My lasting takeaway?

There’s a critical team of people we need in our professional lives to thrive, not just survive. 

Yes, we all know that we experience a fuller existence when connected to others.  But a mistake many of us make is to align ourselves with the wrong people or to go about building connections in a way that puts people off instead of enticing them. 

Let’s look today at individuals that you need in your circle to push you forward and make you better personally and professionally.  In a coming post, we’ll talk about how to actually tend to those relationships. 
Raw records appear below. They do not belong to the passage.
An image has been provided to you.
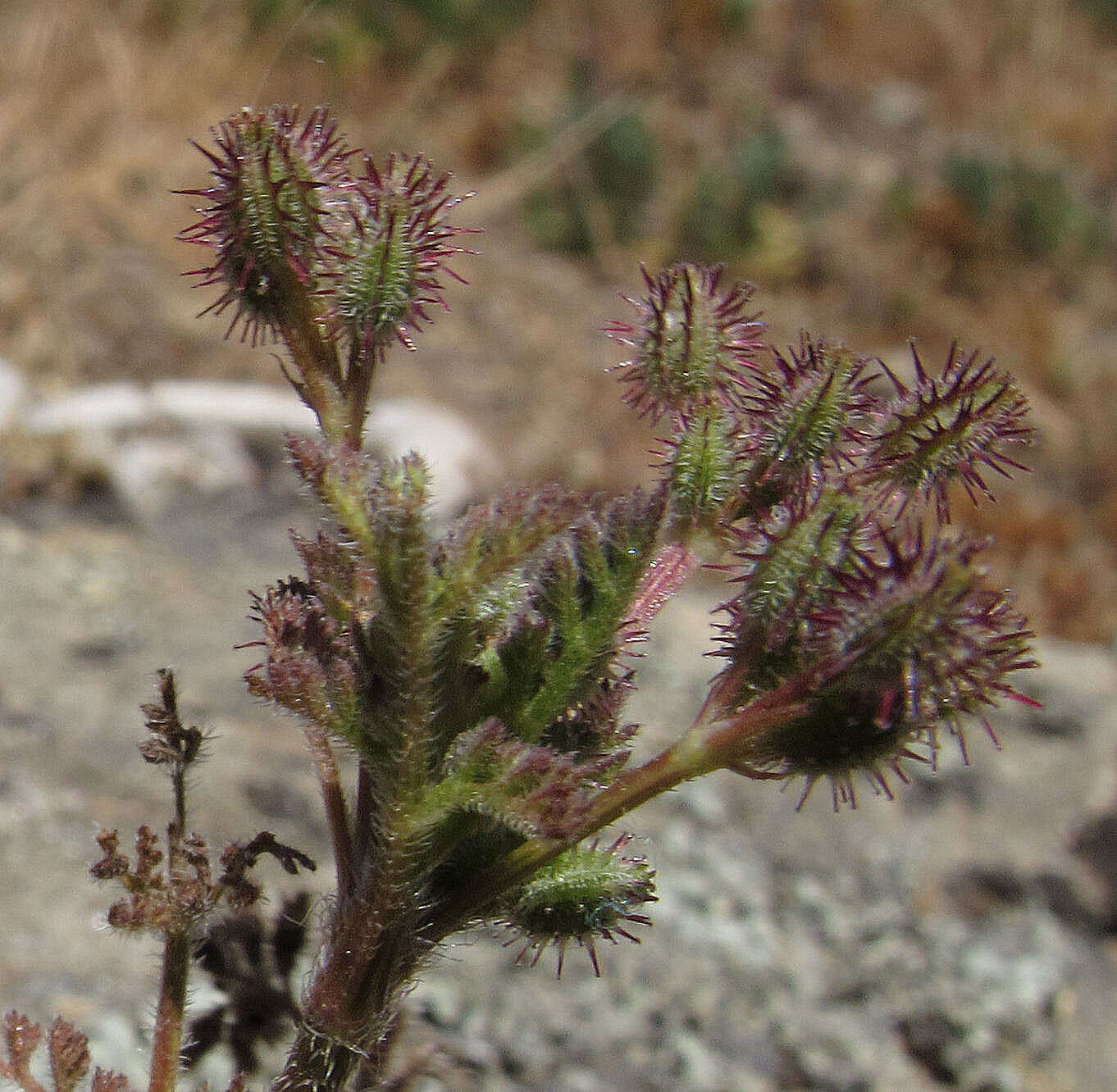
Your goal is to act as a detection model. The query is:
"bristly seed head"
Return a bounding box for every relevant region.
[605,263,764,421]
[324,155,473,353]
[179,106,353,344]
[867,345,1036,522]
[715,528,1036,808]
Here are the four power people that will keep you inspired, grounded, and informed:

The person you want to be like when you grow up: Who do you know that’s created an authoritative position for themselves and leads the conversation in your area?  For me, this person is Sylvia Ann Hewlett, recently voted one of the world’s top 50 business thinkers.  She’s terrifically smart―an economist, author and the founding president of the Center for Talent Innovation.  What excites me about Sylvia’s work is not just her unapologetic, spot-on message empowering women, it’s the way she’s smartly engaged the largest companies in her own business.  She not only represents a researcher and thought leader I want to emulate, but she’s the kind of businesswoman I hope to grow into.
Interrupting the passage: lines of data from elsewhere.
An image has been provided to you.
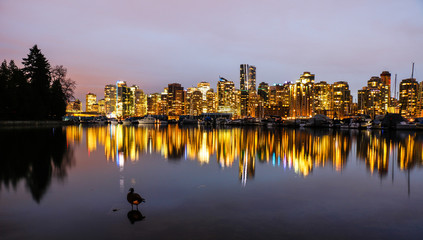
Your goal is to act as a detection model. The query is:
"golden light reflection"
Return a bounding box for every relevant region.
[66,125,423,178]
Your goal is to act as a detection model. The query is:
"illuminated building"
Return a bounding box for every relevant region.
[240,64,256,116]
[289,72,314,118]
[66,99,82,113]
[98,99,106,114]
[187,90,205,116]
[167,83,186,116]
[256,82,269,118]
[313,81,333,118]
[265,84,290,118]
[147,93,161,115]
[332,81,352,119]
[399,78,419,118]
[104,84,116,114]
[217,77,237,115]
[206,89,217,113]
[358,71,391,118]
[135,89,147,117]
[85,93,97,112]
[116,81,132,118]
[197,82,211,113]
[380,71,391,112]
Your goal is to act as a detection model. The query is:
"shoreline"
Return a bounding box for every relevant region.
[0,120,71,127]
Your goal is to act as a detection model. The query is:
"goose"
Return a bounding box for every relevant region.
[126,188,145,209]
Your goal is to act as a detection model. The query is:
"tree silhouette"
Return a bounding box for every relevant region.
[0,45,75,120]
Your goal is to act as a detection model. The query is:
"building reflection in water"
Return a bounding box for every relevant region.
[66,125,423,184]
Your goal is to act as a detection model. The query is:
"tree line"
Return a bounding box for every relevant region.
[0,45,76,120]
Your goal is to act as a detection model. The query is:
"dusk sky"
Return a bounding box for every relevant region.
[0,0,423,102]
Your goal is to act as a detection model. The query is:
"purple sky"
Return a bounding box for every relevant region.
[0,0,423,102]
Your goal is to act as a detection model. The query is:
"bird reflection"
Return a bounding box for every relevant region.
[128,210,145,224]
[126,188,145,210]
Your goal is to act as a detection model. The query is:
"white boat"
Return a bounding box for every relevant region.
[138,115,157,124]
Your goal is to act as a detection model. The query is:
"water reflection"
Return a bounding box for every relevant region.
[0,128,75,203]
[67,125,423,181]
[127,210,145,224]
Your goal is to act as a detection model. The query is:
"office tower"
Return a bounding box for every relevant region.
[85,93,97,112]
[217,77,236,115]
[167,83,186,116]
[135,89,147,117]
[358,71,391,117]
[98,98,106,114]
[240,64,257,116]
[147,93,161,115]
[289,72,314,118]
[332,81,353,119]
[313,81,333,118]
[116,81,134,118]
[265,83,290,118]
[66,99,82,113]
[380,71,391,109]
[206,88,217,113]
[104,84,116,114]
[399,78,419,118]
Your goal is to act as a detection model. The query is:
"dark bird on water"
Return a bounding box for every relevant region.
[126,188,145,209]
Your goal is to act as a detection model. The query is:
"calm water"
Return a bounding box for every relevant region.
[0,125,423,240]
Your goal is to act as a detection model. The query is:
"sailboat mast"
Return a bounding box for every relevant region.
[411,63,414,78]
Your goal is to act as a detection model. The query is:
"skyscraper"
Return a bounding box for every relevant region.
[217,77,236,114]
[239,64,257,116]
[85,93,97,112]
[104,84,116,114]
[167,83,185,116]
[399,78,419,118]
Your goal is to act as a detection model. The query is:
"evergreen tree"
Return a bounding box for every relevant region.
[50,80,66,120]
[22,45,51,119]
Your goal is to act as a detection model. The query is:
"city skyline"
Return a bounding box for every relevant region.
[0,0,423,102]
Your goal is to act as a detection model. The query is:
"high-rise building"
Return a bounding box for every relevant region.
[289,72,314,118]
[399,78,419,118]
[240,64,257,116]
[206,88,217,113]
[313,81,333,118]
[217,77,237,115]
[135,89,147,117]
[66,99,82,113]
[167,83,186,116]
[332,81,353,119]
[98,98,106,115]
[357,71,391,117]
[104,84,116,114]
[147,93,162,115]
[85,93,97,112]
[265,83,291,118]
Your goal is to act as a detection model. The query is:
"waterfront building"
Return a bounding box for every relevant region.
[358,71,391,117]
[85,93,98,112]
[265,83,290,118]
[399,78,419,118]
[313,81,333,118]
[147,93,162,115]
[98,98,106,114]
[104,84,116,114]
[135,89,147,117]
[289,72,314,118]
[239,64,256,116]
[206,89,217,113]
[116,81,133,118]
[167,83,186,117]
[332,81,353,119]
[66,99,82,113]
[217,77,238,115]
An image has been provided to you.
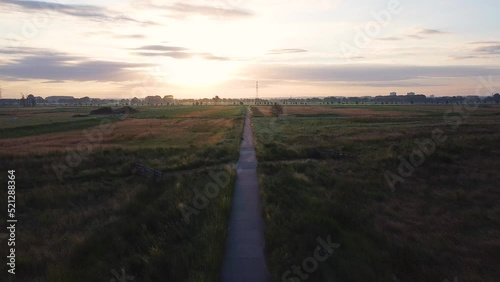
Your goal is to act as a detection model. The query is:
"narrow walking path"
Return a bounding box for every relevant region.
[222,109,269,282]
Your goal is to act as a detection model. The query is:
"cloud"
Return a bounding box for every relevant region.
[0,48,152,82]
[377,36,403,41]
[418,29,447,35]
[0,0,154,25]
[132,45,230,61]
[151,1,253,19]
[134,45,189,51]
[451,41,500,60]
[474,44,500,55]
[267,49,307,55]
[242,64,500,83]
[407,28,448,39]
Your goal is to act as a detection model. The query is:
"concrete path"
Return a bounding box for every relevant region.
[222,109,270,282]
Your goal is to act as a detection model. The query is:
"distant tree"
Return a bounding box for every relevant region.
[130,97,141,105]
[493,93,500,104]
[21,94,26,107]
[271,103,283,117]
[23,94,36,107]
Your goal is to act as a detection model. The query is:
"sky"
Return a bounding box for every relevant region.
[0,0,500,99]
Peers you really admire: Are there people doing work at a similar level to you—but who you see as being especially savvy or future focused?  Engage those people!  When you assemble a peer network, you can have a much more frank―even confessional―relationship with each other. Unlike high level mentors who you might not “overshare” with, peers are sounding boards that want the best for each other.  You can talk about your blunders, your best coups―you can even discuss your rates and be a test market.  Some of my go-to peers whom I respect and admire include Simone Ahuja, Jodi Glickman, and Emily Bennington.  Check these women out.

Someone you’re bringing along: One of my most satisfying 2-way mentorships to date has been with a rising star, Pari Hashemi.  Pari is a dream mentee – motivated, extremely bright, and open to learning and bettering herself.  In her day life, Pari is an award winning financial analyst but her goal is to one day focus her practice on women and write a book to help women in finance succeed.  Every time Pari and I meet and discuss the book publishing world, I leave energized, rewarded by her progress, and struck by how much I learn from her.  I have zero doubts that if either of us needed an important favor or some critical help, the other would move mountains to do it. 

A high level person that you’re afraid to approach (a/k/a your Sponsor): Sponsors are many things—culture/political guides, givers of hard feedback, and often those who know what will happen before it happens.  In my interviews with female executives for Pushback, sponsors were credited as supporting risky initiatives as well as offering their clout and endorsement (which in turns convinces others to do the same).  Despite these benefits, many of us cite the scarcity of our time or our worry that we’re bothering ‘‘someone important’’ as key reasons why we don’t engage a sponsor.  Do it anyway!  My own sponsors have opened doors for me to write pieces for their publications and to be showcased in large scale events I wasn’t previously considered for.  One sponsor even successfully advocated that I get hired for a consulting job for which I was very passionate and eager, but not on the initial shortlist. 

Invest in finding your power people.  Search them out with a nose for who keeps you grounded and informed―and yet inspires you to be something bigger. 

Who’s the fifth member that should be on this list?